If you’re reading this blog you’re probably Linda, my Copy Editing Professor at UNF. Just in case you’re not though, I am in the middle of completing my last assignment for said class and it entails editing an article and including with it everything a real copy editor would: A complete edited document, the original with the track changes shown, a style sheet, and an invoice for the work completed. Yes, that last one is tricky, I have to fake charge my professor for my homework.
To complete this assignment we were given a packet with examples of these things including a copy of the Code of Fair Practice created by the Editorial Freelancers Association. Something that I have really learned a lot about in this class is the community that all editors are a part of. This community creates guidelines like the styles of writing I’ve talked about in a few different previous posts. It also creates guidelines like the Code which has a little more to do with ethical operations. The Code of Fair Practice talks about how to professionally deal with clients in every aspect of the editing process. Smart right?
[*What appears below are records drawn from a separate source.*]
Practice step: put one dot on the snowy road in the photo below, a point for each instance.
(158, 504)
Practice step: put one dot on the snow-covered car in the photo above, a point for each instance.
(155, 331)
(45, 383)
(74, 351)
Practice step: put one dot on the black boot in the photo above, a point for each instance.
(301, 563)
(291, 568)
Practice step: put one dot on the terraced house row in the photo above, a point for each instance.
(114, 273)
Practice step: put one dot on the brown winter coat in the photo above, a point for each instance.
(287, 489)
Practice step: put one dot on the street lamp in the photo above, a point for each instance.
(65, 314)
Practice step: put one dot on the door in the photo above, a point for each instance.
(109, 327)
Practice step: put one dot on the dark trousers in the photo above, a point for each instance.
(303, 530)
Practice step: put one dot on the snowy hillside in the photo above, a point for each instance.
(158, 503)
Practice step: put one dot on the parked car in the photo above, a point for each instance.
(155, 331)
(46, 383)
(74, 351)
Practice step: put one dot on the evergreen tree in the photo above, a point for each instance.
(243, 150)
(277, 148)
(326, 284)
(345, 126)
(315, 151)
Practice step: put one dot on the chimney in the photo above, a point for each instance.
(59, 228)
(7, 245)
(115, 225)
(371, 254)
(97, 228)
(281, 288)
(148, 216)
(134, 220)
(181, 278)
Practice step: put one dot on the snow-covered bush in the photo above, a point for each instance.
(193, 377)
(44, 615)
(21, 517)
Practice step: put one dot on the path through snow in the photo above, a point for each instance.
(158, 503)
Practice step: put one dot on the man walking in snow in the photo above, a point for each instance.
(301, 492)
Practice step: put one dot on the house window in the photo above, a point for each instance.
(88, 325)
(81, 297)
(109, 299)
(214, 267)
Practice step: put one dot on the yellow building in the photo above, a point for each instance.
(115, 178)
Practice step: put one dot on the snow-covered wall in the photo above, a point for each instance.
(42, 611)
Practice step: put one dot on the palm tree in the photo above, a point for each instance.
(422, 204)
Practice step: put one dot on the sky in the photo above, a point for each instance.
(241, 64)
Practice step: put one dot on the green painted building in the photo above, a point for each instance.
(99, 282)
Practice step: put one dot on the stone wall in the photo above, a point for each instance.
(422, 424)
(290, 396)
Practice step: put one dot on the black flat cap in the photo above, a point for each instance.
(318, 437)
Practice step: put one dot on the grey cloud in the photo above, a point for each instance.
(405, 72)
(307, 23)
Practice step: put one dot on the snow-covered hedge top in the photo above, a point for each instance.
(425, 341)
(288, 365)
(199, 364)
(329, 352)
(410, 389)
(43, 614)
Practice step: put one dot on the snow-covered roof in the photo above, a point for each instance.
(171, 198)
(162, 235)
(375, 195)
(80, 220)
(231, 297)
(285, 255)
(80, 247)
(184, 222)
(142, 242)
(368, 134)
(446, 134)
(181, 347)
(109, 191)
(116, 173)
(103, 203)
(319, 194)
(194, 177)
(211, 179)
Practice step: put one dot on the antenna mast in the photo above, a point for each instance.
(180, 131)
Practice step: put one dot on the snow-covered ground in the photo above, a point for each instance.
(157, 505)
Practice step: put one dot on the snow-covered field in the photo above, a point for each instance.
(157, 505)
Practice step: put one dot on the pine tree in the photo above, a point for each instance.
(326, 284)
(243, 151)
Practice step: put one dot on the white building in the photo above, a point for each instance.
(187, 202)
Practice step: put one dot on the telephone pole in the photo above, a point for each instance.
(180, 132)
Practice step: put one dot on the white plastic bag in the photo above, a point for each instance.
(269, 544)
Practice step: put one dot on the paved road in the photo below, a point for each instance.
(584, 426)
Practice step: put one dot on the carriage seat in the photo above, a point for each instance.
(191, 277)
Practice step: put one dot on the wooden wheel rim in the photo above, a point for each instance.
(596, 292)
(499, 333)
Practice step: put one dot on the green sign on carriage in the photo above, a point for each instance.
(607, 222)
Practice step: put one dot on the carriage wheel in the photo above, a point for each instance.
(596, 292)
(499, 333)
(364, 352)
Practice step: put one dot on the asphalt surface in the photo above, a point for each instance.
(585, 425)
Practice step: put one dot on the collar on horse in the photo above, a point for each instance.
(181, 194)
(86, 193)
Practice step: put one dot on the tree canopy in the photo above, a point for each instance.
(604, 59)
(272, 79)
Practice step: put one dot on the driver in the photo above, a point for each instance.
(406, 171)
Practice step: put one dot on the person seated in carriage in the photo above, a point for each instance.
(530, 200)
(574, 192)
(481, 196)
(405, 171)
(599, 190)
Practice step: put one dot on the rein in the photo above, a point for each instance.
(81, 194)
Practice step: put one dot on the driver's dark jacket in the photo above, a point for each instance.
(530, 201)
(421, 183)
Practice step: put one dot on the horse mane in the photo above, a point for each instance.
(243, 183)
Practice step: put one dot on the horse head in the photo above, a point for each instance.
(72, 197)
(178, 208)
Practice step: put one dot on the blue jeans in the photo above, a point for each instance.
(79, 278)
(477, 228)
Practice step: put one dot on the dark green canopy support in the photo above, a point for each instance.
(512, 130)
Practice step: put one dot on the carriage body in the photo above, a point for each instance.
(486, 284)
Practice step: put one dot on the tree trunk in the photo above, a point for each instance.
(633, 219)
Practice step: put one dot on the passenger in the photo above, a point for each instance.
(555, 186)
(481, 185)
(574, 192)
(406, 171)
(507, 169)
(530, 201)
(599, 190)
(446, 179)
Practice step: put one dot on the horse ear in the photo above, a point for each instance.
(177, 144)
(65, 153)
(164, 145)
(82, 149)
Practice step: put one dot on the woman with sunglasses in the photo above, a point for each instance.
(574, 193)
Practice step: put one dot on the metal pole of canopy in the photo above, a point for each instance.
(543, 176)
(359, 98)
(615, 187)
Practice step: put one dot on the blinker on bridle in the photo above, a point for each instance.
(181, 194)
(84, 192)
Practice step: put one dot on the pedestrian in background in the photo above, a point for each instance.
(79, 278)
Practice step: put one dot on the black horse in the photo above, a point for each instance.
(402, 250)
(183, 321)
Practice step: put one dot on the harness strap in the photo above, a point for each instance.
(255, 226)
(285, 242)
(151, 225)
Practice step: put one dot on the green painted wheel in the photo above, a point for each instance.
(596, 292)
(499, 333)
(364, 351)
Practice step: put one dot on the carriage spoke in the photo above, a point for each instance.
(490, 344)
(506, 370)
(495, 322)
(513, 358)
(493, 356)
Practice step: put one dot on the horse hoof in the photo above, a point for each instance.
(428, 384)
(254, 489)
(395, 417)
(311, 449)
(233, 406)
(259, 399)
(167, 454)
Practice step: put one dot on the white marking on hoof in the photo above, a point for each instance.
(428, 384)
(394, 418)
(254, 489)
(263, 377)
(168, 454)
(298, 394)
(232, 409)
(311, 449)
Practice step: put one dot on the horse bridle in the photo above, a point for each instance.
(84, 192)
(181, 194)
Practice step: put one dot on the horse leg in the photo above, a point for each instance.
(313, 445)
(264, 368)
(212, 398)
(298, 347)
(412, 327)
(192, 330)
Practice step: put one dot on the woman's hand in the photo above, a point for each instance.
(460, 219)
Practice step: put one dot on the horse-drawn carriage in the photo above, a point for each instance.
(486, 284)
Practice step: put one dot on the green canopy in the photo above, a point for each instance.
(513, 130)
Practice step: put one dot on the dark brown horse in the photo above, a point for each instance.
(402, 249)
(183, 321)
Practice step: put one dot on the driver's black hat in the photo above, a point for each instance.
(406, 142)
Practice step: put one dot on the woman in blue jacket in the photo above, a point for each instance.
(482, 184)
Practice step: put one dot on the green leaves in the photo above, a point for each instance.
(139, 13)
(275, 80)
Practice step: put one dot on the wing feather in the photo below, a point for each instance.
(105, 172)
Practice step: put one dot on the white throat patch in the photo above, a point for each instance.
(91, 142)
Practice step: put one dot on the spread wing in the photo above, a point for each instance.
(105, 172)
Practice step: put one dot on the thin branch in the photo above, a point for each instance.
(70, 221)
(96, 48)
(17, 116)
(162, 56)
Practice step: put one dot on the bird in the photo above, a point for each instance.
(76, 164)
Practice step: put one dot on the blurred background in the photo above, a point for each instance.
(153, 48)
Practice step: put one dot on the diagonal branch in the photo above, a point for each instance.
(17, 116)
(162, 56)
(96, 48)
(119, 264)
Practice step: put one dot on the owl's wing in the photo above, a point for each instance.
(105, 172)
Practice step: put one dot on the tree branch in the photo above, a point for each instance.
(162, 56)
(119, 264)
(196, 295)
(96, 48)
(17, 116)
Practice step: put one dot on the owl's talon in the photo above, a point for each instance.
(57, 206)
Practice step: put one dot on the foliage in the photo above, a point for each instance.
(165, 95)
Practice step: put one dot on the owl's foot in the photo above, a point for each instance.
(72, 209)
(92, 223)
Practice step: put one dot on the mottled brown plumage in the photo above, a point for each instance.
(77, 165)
If you’re going to be an editor or have something edited it’s helpful to know about this. This code details how to deal with clients if you’re an editor, what resources you can use, how you can charge your clients, how to agree on timelines for the work completion, how you are given credit for your work, and even how to resolve conflicts between editor and author. This document is crucial to both parties. These guidelines set standards for what is to be expected when author and editor enter into an agreement.
So, Linda, and whoever else, this community of editors is an interesting one. This field engulfs all fields of study and entertainment, because everything from Twilight to text books needs to be edited, and editors need to be informed and ethical in what they do. And, as someone who enjoys both structure and “How To” guides, I find it interesting to learn that editors to do.